Andrej Bece
St George Hospital
Radiation Oncology Fellow

Komiti Enari
Medical Physicist
St George Hospital

Andrew Howie
Medical Physicist
St George Hospital

Yaw Chin
Radiation Oncologist
St George Hospital

Joseph Bucci
Radiation Oncologist
St George Hospital

Background:

Dose parameters on post-implant dosimetry (PID), particularly prostate D90, have been correlated with biochemical disease outcome following permanent prostate brachytherapy (PPB)1. As such, routine PID is recommended by international consensus guidelines2. In cases of suboptimal dosimetry both supplemental external beam radiation (EBRT) and permanent seed re-implantation (RI) have been utilised. To date there are only limited case series describing RI for suboptimal PID. We aim to report our technical and clinical experience with RI in this subset of patients.

Methods:

1,116 patients underwent PPB using Iodine-125 seeds between February 2002 and November 2016. Post-implant dosimetry with US-CT fusion was performed at day 30. All patients were followed up at 4-12 month intervals for biochemical or clinical recurrence. Toxicity and quality of life (QOL) was assessed prospectively using validated tools (IPSS, IIEF, QLQ C30, EPIC Bowel). Patients were offered RI where PID was poor (D90 < 119 Gy or V100 < 75%) or suboptimal (D90 < 130 Gy or V100 < 85%) and where dose deficiency correlated with known disease on biopsy. An analysis of all patients undergoing RI was undertaken, reviewing dosimetric, biochemical, clinical and toxicity outcomes.

Results:

8 patients were identified who underwent RI since March 2011. 543 patients over this same period had a single PPB implant. Day 30 post-implant median D90 and V100 were 126 Gy (82.5-135.0 Gy) and 78.0% (47.5-84.74%), respectively. 7-24 (mean 13) additional seeds were re-implanted at a median 63 days (42-252 days) after initial implant. Biopsy-proven disease was present at the site of under-dosing in all patients. Re-implantation dosimetry was excellent in all patients with median cumulative D90 and V100 of 157 Gy (140-175 Gy) and 93.9% (86.2-98.0%), respectively. Median follow up for patients treated prior to 2016 (n=5) was 22 months. There were no biochemical or clinical recurrences and toxicity and QOL outcomes were comparable to contemporaneous patients undergoing a single implant. No grade 3 adverse events occurred in these patients.

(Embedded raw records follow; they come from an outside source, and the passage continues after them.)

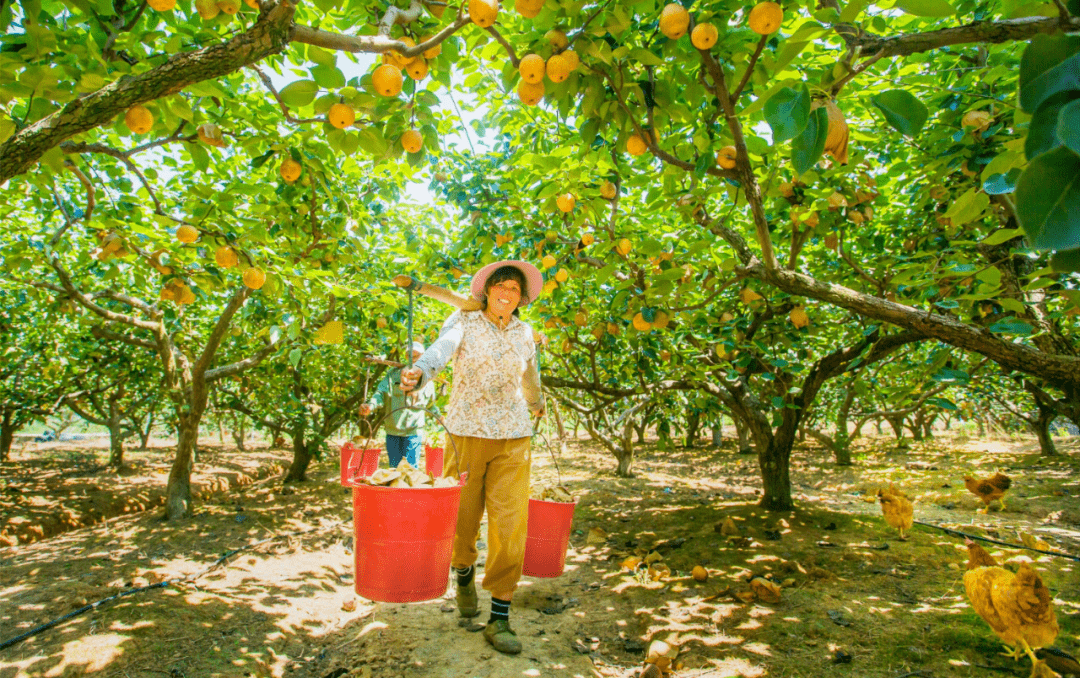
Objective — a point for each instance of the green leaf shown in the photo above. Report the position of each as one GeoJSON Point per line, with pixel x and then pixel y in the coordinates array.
{"type": "Point", "coordinates": [1042, 54]}
{"type": "Point", "coordinates": [1001, 235]}
{"type": "Point", "coordinates": [787, 112]}
{"type": "Point", "coordinates": [903, 111]}
{"type": "Point", "coordinates": [1011, 327]}
{"type": "Point", "coordinates": [809, 145]}
{"type": "Point", "coordinates": [1066, 261]}
{"type": "Point", "coordinates": [1062, 78]}
{"type": "Point", "coordinates": [926, 8]}
{"type": "Point", "coordinates": [1042, 131]}
{"type": "Point", "coordinates": [299, 93]}
{"type": "Point", "coordinates": [327, 77]}
{"type": "Point", "coordinates": [968, 207]}
{"type": "Point", "coordinates": [646, 57]}
{"type": "Point", "coordinates": [998, 184]}
{"type": "Point", "coordinates": [852, 10]}
{"type": "Point", "coordinates": [1068, 125]}
{"type": "Point", "coordinates": [1048, 200]}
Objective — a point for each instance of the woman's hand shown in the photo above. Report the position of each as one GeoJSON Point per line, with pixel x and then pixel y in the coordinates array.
{"type": "Point", "coordinates": [410, 377]}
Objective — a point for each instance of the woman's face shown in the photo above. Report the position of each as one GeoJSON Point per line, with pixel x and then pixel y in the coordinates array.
{"type": "Point", "coordinates": [502, 298]}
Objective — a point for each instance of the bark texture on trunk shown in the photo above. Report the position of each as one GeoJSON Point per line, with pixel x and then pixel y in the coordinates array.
{"type": "Point", "coordinates": [301, 457]}
{"type": "Point", "coordinates": [692, 426]}
{"type": "Point", "coordinates": [1041, 425]}
{"type": "Point", "coordinates": [178, 491]}
{"type": "Point", "coordinates": [7, 433]}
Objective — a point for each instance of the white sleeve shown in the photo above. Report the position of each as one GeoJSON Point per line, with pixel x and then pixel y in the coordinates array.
{"type": "Point", "coordinates": [440, 353]}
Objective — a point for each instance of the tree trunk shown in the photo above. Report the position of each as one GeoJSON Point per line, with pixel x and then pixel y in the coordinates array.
{"type": "Point", "coordinates": [145, 433]}
{"type": "Point", "coordinates": [743, 433]}
{"type": "Point", "coordinates": [1041, 425]}
{"type": "Point", "coordinates": [178, 492]}
{"type": "Point", "coordinates": [928, 426]}
{"type": "Point", "coordinates": [116, 436]}
{"type": "Point", "coordinates": [898, 426]}
{"type": "Point", "coordinates": [775, 478]}
{"type": "Point", "coordinates": [301, 457]}
{"type": "Point", "coordinates": [239, 433]}
{"type": "Point", "coordinates": [692, 425]}
{"type": "Point", "coordinates": [7, 433]}
{"type": "Point", "coordinates": [558, 420]}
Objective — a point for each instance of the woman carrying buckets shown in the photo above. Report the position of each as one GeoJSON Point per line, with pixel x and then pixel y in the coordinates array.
{"type": "Point", "coordinates": [496, 387]}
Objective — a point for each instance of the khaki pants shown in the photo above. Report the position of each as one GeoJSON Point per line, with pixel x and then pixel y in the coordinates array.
{"type": "Point", "coordinates": [498, 480]}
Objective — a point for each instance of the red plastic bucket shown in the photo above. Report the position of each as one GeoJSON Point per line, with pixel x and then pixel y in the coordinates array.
{"type": "Point", "coordinates": [433, 460]}
{"type": "Point", "coordinates": [404, 541]}
{"type": "Point", "coordinates": [548, 538]}
{"type": "Point", "coordinates": [358, 462]}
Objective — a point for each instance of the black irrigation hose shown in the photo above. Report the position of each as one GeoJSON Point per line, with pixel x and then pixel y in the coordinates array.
{"type": "Point", "coordinates": [189, 578]}
{"type": "Point", "coordinates": [999, 543]}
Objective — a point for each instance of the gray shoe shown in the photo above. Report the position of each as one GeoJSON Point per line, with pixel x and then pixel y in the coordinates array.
{"type": "Point", "coordinates": [468, 602]}
{"type": "Point", "coordinates": [502, 637]}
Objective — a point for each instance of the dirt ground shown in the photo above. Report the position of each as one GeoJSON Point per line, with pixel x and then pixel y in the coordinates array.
{"type": "Point", "coordinates": [855, 600]}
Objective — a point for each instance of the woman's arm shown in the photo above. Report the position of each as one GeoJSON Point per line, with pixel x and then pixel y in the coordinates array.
{"type": "Point", "coordinates": [440, 353]}
{"type": "Point", "coordinates": [530, 385]}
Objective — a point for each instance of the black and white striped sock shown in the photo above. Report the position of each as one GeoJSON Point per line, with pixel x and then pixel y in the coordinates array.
{"type": "Point", "coordinates": [500, 609]}
{"type": "Point", "coordinates": [464, 574]}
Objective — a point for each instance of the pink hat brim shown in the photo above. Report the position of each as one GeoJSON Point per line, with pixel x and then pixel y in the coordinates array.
{"type": "Point", "coordinates": [534, 280]}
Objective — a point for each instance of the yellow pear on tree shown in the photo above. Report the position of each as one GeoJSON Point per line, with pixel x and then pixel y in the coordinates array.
{"type": "Point", "coordinates": [531, 68]}
{"type": "Point", "coordinates": [138, 119]}
{"type": "Point", "coordinates": [187, 234]}
{"type": "Point", "coordinates": [289, 170]}
{"type": "Point", "coordinates": [341, 116]}
{"type": "Point", "coordinates": [674, 21]}
{"type": "Point", "coordinates": [254, 278]}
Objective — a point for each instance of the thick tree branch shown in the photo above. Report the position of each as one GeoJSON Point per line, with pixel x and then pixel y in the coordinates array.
{"type": "Point", "coordinates": [214, 340]}
{"type": "Point", "coordinates": [268, 36]}
{"type": "Point", "coordinates": [1016, 29]}
{"type": "Point", "coordinates": [1061, 370]}
{"type": "Point", "coordinates": [102, 333]}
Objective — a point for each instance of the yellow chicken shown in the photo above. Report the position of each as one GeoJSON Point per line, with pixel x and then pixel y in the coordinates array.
{"type": "Point", "coordinates": [1017, 607]}
{"type": "Point", "coordinates": [898, 510]}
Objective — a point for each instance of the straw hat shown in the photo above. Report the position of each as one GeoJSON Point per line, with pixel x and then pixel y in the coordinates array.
{"type": "Point", "coordinates": [534, 280]}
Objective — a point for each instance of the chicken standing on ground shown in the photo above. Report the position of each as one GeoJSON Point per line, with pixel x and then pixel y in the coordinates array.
{"type": "Point", "coordinates": [988, 489]}
{"type": "Point", "coordinates": [1017, 607]}
{"type": "Point", "coordinates": [898, 510]}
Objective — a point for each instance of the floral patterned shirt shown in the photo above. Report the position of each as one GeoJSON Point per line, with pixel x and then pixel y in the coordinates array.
{"type": "Point", "coordinates": [496, 378]}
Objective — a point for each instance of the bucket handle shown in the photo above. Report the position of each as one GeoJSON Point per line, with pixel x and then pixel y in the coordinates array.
{"type": "Point", "coordinates": [547, 442]}
{"type": "Point", "coordinates": [373, 428]}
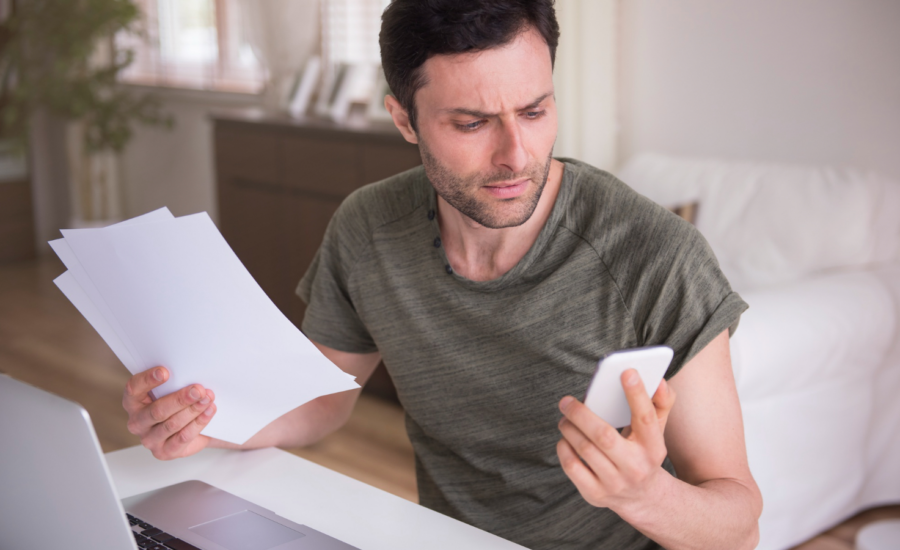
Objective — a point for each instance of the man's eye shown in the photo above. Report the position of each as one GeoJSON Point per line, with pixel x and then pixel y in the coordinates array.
{"type": "Point", "coordinates": [470, 127]}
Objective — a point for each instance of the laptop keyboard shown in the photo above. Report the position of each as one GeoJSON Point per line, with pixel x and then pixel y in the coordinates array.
{"type": "Point", "coordinates": [151, 538]}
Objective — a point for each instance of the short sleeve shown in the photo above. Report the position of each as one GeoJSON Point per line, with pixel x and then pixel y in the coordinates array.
{"type": "Point", "coordinates": [331, 318]}
{"type": "Point", "coordinates": [673, 286]}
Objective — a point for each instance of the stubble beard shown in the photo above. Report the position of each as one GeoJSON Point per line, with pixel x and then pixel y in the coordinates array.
{"type": "Point", "coordinates": [460, 192]}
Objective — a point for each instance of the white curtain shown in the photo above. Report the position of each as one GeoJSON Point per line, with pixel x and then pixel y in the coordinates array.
{"type": "Point", "coordinates": [585, 81]}
{"type": "Point", "coordinates": [283, 34]}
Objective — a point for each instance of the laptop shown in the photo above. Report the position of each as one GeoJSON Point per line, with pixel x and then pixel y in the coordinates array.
{"type": "Point", "coordinates": [56, 492]}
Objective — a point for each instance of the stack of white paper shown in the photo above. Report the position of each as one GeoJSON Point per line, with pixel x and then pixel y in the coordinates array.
{"type": "Point", "coordinates": [170, 291]}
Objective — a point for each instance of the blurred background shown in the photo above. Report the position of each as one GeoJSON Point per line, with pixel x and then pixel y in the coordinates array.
{"type": "Point", "coordinates": [776, 121]}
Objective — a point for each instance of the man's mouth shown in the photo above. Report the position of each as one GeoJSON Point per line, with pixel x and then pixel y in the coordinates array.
{"type": "Point", "coordinates": [507, 190]}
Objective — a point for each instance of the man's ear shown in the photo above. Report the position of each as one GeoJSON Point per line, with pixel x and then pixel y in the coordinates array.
{"type": "Point", "coordinates": [401, 118]}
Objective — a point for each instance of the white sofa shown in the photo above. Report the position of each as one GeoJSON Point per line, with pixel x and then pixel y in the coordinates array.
{"type": "Point", "coordinates": [815, 252]}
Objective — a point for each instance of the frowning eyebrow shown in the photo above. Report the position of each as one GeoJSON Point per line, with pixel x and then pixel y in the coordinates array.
{"type": "Point", "coordinates": [481, 114]}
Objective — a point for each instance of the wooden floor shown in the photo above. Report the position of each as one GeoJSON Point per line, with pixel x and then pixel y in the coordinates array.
{"type": "Point", "coordinates": [44, 341]}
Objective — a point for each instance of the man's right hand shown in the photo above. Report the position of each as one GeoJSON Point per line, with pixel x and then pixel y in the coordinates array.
{"type": "Point", "coordinates": [169, 426]}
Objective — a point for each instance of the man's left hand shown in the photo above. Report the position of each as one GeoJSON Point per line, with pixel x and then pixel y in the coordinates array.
{"type": "Point", "coordinates": [616, 468]}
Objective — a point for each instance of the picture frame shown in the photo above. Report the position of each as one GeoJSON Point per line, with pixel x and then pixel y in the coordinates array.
{"type": "Point", "coordinates": [380, 89]}
{"type": "Point", "coordinates": [331, 101]}
{"type": "Point", "coordinates": [300, 99]}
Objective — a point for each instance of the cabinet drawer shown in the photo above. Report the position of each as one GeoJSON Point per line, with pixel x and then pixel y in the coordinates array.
{"type": "Point", "coordinates": [327, 167]}
{"type": "Point", "coordinates": [383, 160]}
{"type": "Point", "coordinates": [248, 155]}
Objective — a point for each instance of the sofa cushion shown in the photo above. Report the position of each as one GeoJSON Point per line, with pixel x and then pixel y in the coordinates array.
{"type": "Point", "coordinates": [770, 223]}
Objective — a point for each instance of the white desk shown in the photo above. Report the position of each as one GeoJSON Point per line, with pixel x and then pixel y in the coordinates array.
{"type": "Point", "coordinates": [306, 493]}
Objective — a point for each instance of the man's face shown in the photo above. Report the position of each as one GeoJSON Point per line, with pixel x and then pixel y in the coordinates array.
{"type": "Point", "coordinates": [487, 124]}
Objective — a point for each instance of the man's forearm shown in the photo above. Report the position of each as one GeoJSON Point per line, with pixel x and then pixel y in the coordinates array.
{"type": "Point", "coordinates": [719, 513]}
{"type": "Point", "coordinates": [302, 426]}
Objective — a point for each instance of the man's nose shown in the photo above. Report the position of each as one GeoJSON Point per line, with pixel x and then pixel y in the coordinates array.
{"type": "Point", "coordinates": [510, 153]}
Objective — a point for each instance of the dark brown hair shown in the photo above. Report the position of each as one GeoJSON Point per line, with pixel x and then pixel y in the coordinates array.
{"type": "Point", "coordinates": [414, 30]}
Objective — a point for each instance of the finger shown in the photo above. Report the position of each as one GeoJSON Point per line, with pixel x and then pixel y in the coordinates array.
{"type": "Point", "coordinates": [138, 387]}
{"type": "Point", "coordinates": [163, 408]}
{"type": "Point", "coordinates": [172, 425]}
{"type": "Point", "coordinates": [595, 459]}
{"type": "Point", "coordinates": [582, 477]}
{"type": "Point", "coordinates": [188, 441]}
{"type": "Point", "coordinates": [604, 436]}
{"type": "Point", "coordinates": [644, 421]}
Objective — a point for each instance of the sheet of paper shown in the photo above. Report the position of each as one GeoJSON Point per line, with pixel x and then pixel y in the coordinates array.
{"type": "Point", "coordinates": [183, 300]}
{"type": "Point", "coordinates": [73, 291]}
{"type": "Point", "coordinates": [80, 290]}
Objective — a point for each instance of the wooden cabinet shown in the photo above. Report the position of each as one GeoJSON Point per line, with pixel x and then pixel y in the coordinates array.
{"type": "Point", "coordinates": [279, 182]}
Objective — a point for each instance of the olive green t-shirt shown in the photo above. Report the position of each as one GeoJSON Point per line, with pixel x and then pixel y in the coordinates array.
{"type": "Point", "coordinates": [480, 366]}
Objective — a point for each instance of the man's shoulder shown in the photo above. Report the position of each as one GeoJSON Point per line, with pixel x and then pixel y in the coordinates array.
{"type": "Point", "coordinates": [601, 206]}
{"type": "Point", "coordinates": [380, 204]}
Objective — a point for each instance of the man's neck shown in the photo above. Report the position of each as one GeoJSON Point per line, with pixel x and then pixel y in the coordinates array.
{"type": "Point", "coordinates": [483, 254]}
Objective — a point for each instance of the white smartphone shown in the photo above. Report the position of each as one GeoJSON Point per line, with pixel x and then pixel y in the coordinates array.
{"type": "Point", "coordinates": [605, 395]}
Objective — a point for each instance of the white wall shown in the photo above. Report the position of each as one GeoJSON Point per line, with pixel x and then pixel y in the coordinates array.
{"type": "Point", "coordinates": [174, 167]}
{"type": "Point", "coordinates": [811, 81]}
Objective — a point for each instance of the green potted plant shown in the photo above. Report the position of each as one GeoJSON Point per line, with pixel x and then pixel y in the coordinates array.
{"type": "Point", "coordinates": [59, 57]}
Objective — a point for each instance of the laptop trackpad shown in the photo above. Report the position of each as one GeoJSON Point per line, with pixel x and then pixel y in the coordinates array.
{"type": "Point", "coordinates": [246, 531]}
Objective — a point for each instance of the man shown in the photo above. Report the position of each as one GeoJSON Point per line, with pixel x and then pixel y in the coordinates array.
{"type": "Point", "coordinates": [490, 281]}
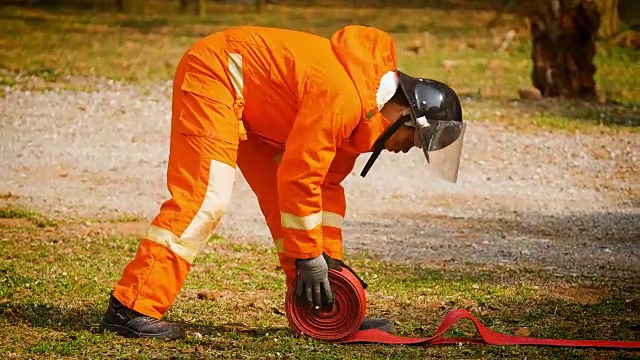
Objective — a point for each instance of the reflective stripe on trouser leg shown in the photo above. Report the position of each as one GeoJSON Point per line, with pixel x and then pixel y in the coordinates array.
{"type": "Point", "coordinates": [257, 161]}
{"type": "Point", "coordinates": [332, 219]}
{"type": "Point", "coordinates": [200, 177]}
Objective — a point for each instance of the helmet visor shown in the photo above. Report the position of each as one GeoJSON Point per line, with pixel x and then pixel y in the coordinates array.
{"type": "Point", "coordinates": [441, 142]}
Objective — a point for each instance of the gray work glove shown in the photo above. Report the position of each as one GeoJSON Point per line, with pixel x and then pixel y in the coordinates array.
{"type": "Point", "coordinates": [313, 282]}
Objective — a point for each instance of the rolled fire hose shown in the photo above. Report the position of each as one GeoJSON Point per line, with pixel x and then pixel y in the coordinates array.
{"type": "Point", "coordinates": [341, 323]}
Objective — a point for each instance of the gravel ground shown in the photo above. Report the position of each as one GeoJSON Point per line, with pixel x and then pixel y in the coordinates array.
{"type": "Point", "coordinates": [566, 202]}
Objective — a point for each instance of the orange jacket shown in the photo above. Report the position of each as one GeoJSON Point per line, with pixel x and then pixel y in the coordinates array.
{"type": "Point", "coordinates": [311, 96]}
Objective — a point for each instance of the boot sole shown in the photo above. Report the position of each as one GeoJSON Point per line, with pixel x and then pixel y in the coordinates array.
{"type": "Point", "coordinates": [128, 333]}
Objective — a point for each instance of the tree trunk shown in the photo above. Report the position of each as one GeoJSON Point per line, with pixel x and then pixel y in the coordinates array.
{"type": "Point", "coordinates": [563, 35]}
{"type": "Point", "coordinates": [610, 22]}
{"type": "Point", "coordinates": [184, 4]}
{"type": "Point", "coordinates": [202, 11]}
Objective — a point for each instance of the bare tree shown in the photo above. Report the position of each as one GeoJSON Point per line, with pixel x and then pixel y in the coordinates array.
{"type": "Point", "coordinates": [563, 35]}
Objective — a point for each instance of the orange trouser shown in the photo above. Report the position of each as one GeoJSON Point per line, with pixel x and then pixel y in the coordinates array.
{"type": "Point", "coordinates": [204, 149]}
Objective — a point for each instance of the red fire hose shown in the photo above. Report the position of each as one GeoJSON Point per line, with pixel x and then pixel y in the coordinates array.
{"type": "Point", "coordinates": [341, 323]}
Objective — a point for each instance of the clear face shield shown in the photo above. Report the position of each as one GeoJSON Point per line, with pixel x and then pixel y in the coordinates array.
{"type": "Point", "coordinates": [441, 141]}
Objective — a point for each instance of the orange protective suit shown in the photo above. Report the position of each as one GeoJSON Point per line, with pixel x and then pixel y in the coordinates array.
{"type": "Point", "coordinates": [293, 111]}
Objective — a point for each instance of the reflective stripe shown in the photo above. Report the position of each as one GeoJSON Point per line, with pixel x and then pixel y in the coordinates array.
{"type": "Point", "coordinates": [279, 245]}
{"type": "Point", "coordinates": [172, 242]}
{"type": "Point", "coordinates": [216, 199]}
{"type": "Point", "coordinates": [235, 70]}
{"type": "Point", "coordinates": [332, 219]}
{"type": "Point", "coordinates": [308, 222]}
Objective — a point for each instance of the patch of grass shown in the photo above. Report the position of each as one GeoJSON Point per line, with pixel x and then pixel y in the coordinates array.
{"type": "Point", "coordinates": [19, 212]}
{"type": "Point", "coordinates": [54, 288]}
{"type": "Point", "coordinates": [124, 218]}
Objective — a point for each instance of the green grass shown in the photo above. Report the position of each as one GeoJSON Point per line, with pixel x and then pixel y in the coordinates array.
{"type": "Point", "coordinates": [54, 288]}
{"type": "Point", "coordinates": [20, 212]}
{"type": "Point", "coordinates": [46, 49]}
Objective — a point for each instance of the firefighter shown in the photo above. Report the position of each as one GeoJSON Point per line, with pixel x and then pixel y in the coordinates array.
{"type": "Point", "coordinates": [292, 111]}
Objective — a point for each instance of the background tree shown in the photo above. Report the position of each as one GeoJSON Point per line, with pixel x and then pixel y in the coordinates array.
{"type": "Point", "coordinates": [563, 36]}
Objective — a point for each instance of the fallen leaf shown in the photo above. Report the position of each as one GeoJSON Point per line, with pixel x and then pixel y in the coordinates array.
{"type": "Point", "coordinates": [198, 348]}
{"type": "Point", "coordinates": [277, 311]}
{"type": "Point", "coordinates": [235, 326]}
{"type": "Point", "coordinates": [524, 332]}
{"type": "Point", "coordinates": [208, 295]}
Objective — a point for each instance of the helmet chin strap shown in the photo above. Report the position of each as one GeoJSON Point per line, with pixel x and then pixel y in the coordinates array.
{"type": "Point", "coordinates": [378, 146]}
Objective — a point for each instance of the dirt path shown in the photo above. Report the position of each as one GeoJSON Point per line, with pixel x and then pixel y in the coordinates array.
{"type": "Point", "coordinates": [566, 202]}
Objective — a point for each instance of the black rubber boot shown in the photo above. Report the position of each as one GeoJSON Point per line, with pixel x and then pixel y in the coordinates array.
{"type": "Point", "coordinates": [129, 323]}
{"type": "Point", "coordinates": [385, 325]}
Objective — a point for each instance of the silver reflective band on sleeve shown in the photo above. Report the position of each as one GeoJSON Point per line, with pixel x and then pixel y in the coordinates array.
{"type": "Point", "coordinates": [308, 222]}
{"type": "Point", "coordinates": [332, 219]}
{"type": "Point", "coordinates": [279, 245]}
{"type": "Point", "coordinates": [235, 70]}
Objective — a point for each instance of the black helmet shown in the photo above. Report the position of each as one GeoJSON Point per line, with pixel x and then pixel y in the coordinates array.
{"type": "Point", "coordinates": [435, 112]}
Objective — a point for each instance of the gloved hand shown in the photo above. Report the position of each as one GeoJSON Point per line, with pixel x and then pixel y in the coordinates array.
{"type": "Point", "coordinates": [313, 281]}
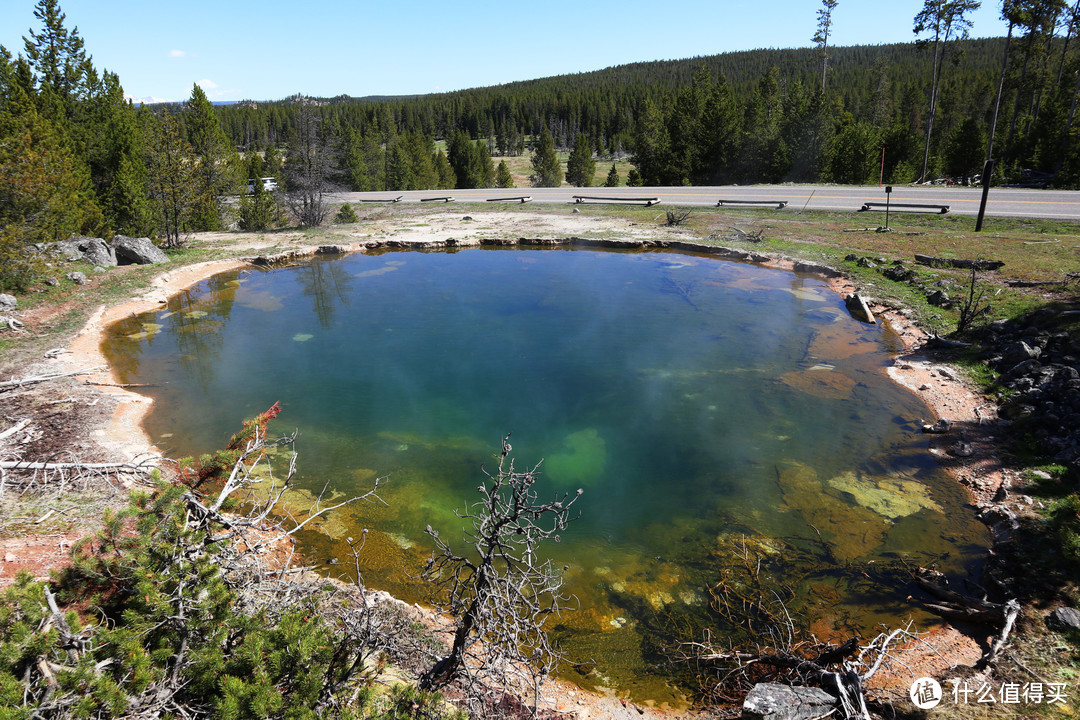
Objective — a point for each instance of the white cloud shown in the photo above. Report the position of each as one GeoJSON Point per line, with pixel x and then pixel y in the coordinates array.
{"type": "Point", "coordinates": [150, 99]}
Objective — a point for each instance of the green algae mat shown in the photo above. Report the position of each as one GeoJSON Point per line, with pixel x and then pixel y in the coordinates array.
{"type": "Point", "coordinates": [712, 411]}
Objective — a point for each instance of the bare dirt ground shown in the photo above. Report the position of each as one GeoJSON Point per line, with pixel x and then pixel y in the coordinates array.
{"type": "Point", "coordinates": [90, 417]}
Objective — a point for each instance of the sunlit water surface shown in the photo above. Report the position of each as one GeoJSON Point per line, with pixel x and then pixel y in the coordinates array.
{"type": "Point", "coordinates": [704, 407]}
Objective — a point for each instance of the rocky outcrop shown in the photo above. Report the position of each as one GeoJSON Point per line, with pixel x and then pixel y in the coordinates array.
{"type": "Point", "coordinates": [137, 250]}
{"type": "Point", "coordinates": [768, 701]}
{"type": "Point", "coordinates": [94, 250]}
{"type": "Point", "coordinates": [1064, 619]}
{"type": "Point", "coordinates": [1039, 365]}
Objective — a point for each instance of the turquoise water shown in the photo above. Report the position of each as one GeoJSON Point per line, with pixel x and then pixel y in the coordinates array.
{"type": "Point", "coordinates": [697, 402]}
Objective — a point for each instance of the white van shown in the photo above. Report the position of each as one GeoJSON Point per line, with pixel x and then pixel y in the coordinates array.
{"type": "Point", "coordinates": [269, 185]}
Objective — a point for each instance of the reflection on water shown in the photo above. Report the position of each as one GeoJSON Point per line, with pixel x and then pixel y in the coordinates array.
{"type": "Point", "coordinates": [704, 406]}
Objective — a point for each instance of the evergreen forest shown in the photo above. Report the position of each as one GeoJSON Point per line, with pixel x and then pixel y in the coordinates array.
{"type": "Point", "coordinates": [78, 158]}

One patient developed a benign PSA bounce.

Conclusions:

We present the largest series of PPB re-implantation for patients with initially suboptimal dosimetry. RI improves subsequent PID while avoiding the need for supplemental EBRT. There were no biochemical or clinical failures in these patients and no increase in toxicity over that expected from primary PPB. Judicious use of RI should be considered a standard approach in experienced centres where PID is inadequate.